Thursday, June 21, 2007

Step 2

A moral man does not go around looking for opportunities to fall on swords for people. A moral man loves his life. He knows it is right to live it. Any threat to his existence—to his top-tier values—must be answered directly, without reservation. The purpose of a code of ethics is to provide him with a consistent and rational framework for living well.

To manage life’s complexity, to ensure consistent and rational action, to protect that which matters most to me, and because I do not live on a desert island, it is necessary to create a hierarchy of values and:

Step 2: Never sacrifice a higher value for a lower one.

Would I not take a bullet for my own mother? What about mom and dad? Shouldn’t they be on my top shelf?

The answer: They used to be. Mom and dad and all of my brothers and sisters were my top shelf until December 7, 1990 at 9:02am. On that Friday morning I met my son, D, for the first time. There in the delivery room, holding him in my arms, I knew immediately that everybody else I know and love mattered less. I knew that if it ever came right down to a choice between mom’s existence and his, he would win. If it ever came down to a choice between my existence and his, he would win!

To demonstrate just how morally screwed up America’s educators, media leaders, and politicians are, I report now on a story of which I’m sure you are all familiar. The New York Subway Hero Story: First, let me say, the Subway Hero in this story is a “hero” for one reason and one reason only: He lived to talk about it. If he had died jumping down onto those tracks to rescue the stranger having a seizure, his actions would have been most immoral.

I listened carefully to the hero’s story. The oncoming train was some distance away when the man having the seizure fell onto the tracks. The hero left his two young daughters on the tarmac and jumped down onto the tracks to save the stranger. The stranger could do nothing to help himself, and the hero reported that he was unable to lift the man off the tracks to safety. The train was closing in on them. The hero said: I saw the train coming and I had this guy in my arms. I couldn’t lift him, so I held him down in the space in between the parked train and the tracks of the oncoming train. “I made a calculation.” I got on top of him and held him down while the train passed hitting neither of us.

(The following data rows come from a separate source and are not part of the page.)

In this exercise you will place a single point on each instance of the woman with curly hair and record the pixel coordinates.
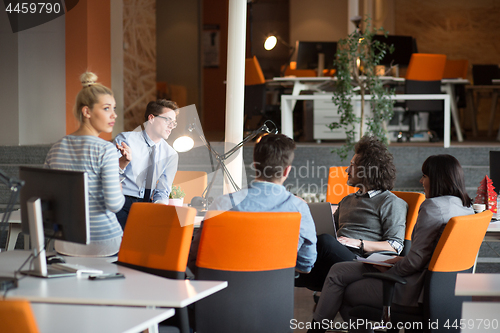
(372, 219)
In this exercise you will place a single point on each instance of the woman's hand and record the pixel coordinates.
(126, 157)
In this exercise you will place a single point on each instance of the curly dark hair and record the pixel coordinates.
(375, 164)
(446, 177)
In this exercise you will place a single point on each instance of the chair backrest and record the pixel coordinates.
(337, 187)
(483, 74)
(256, 253)
(253, 72)
(157, 239)
(414, 200)
(459, 244)
(426, 67)
(456, 68)
(455, 253)
(16, 316)
(193, 183)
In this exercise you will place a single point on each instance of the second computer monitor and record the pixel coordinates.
(307, 54)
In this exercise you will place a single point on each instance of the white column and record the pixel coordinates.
(352, 10)
(117, 61)
(235, 88)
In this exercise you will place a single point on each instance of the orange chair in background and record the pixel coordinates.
(456, 68)
(337, 185)
(16, 316)
(455, 253)
(156, 240)
(423, 76)
(256, 254)
(193, 183)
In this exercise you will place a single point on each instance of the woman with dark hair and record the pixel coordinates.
(345, 286)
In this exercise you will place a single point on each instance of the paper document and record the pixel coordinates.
(376, 259)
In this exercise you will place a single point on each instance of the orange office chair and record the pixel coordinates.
(414, 200)
(193, 183)
(156, 240)
(16, 316)
(456, 68)
(423, 76)
(256, 253)
(455, 253)
(337, 185)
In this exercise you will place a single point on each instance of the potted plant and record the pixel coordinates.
(176, 196)
(357, 56)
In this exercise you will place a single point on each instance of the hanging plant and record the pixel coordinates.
(357, 57)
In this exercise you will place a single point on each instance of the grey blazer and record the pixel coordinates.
(433, 215)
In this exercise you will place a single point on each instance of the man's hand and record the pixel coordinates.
(349, 242)
(126, 155)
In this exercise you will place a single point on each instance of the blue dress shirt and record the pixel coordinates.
(166, 160)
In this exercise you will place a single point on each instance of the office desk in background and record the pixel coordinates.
(64, 318)
(287, 110)
(480, 317)
(315, 83)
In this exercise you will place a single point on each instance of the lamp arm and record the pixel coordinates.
(263, 128)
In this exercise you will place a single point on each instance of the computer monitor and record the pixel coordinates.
(308, 53)
(404, 46)
(54, 204)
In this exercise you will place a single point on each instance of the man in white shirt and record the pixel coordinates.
(148, 163)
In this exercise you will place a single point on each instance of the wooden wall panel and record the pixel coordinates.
(139, 42)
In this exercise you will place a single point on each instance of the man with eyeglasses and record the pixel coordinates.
(148, 163)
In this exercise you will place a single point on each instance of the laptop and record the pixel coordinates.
(323, 217)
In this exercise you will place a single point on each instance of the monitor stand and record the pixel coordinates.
(37, 237)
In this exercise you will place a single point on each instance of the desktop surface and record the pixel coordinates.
(136, 289)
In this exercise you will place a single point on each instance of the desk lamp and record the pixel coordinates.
(185, 143)
(271, 42)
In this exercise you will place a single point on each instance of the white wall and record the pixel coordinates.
(33, 85)
(178, 46)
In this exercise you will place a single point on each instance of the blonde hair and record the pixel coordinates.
(89, 95)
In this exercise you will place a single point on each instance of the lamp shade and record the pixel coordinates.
(270, 42)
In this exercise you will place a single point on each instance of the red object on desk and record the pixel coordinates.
(486, 194)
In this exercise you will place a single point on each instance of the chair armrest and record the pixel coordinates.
(393, 279)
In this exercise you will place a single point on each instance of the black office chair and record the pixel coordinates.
(483, 74)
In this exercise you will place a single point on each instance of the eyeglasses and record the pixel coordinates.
(168, 121)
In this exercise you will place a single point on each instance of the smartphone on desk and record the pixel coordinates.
(107, 276)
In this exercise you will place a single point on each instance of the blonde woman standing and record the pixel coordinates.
(83, 150)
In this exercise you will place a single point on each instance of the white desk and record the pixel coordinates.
(137, 289)
(480, 317)
(64, 318)
(313, 83)
(479, 284)
(287, 110)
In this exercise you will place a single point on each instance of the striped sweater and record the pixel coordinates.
(99, 159)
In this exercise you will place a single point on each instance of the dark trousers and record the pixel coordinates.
(122, 215)
(330, 251)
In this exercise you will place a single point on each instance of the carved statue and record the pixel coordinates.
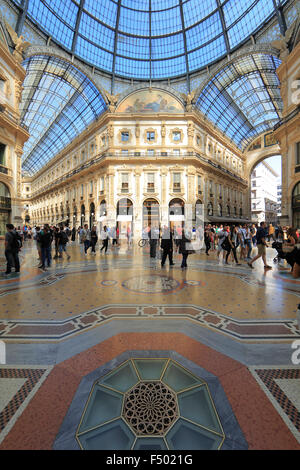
(189, 99)
(137, 131)
(283, 43)
(112, 100)
(19, 43)
(191, 129)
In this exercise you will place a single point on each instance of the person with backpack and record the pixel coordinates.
(85, 237)
(13, 244)
(62, 243)
(46, 239)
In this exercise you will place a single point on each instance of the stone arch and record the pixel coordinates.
(139, 87)
(259, 156)
(245, 51)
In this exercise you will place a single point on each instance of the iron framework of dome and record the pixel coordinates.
(150, 39)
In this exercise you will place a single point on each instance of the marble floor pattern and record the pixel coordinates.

When I heard the hero say “I made a calculation,” I knew why he was alive to tell the story. He did not jump down onto those tracks to die that day. He calculated that the train would pass over them both, harming neither. After making his calculation, had the man concluded that he would be hit and likely killed by the train, his action would have been wholly immoral. He would have died that day, abandoning his two young daughters for life! To save the life of a stranger? He would have sacrificed that which he values most in life, his life and the well-being of his children, for a much lesser value, a stranger.

Had he died, his actions that day would have been completely irrational and immoral. His daughters would be right to hate his memory. But I assure you, had he died, he would have been hailed by the media, by Washington, by the nation as an even bigger hero. Everybody would be praising him for making the “ultimate sacrifice,” for being selfless and Christ-like.

Bunk!

Of course, the Subway Hero wouldn’t know anything about what a hero he is. He’d be dead. His story would shrink off the front page in a couple of days. By the end of the week, 300 million Americans—strangers all—would recall vaguely the events of that day. By the end of the month…utter silence. Nobody even thinking about it anymore. Nobody, that is, but his two abandoned daughters whose futures have been cast to chance.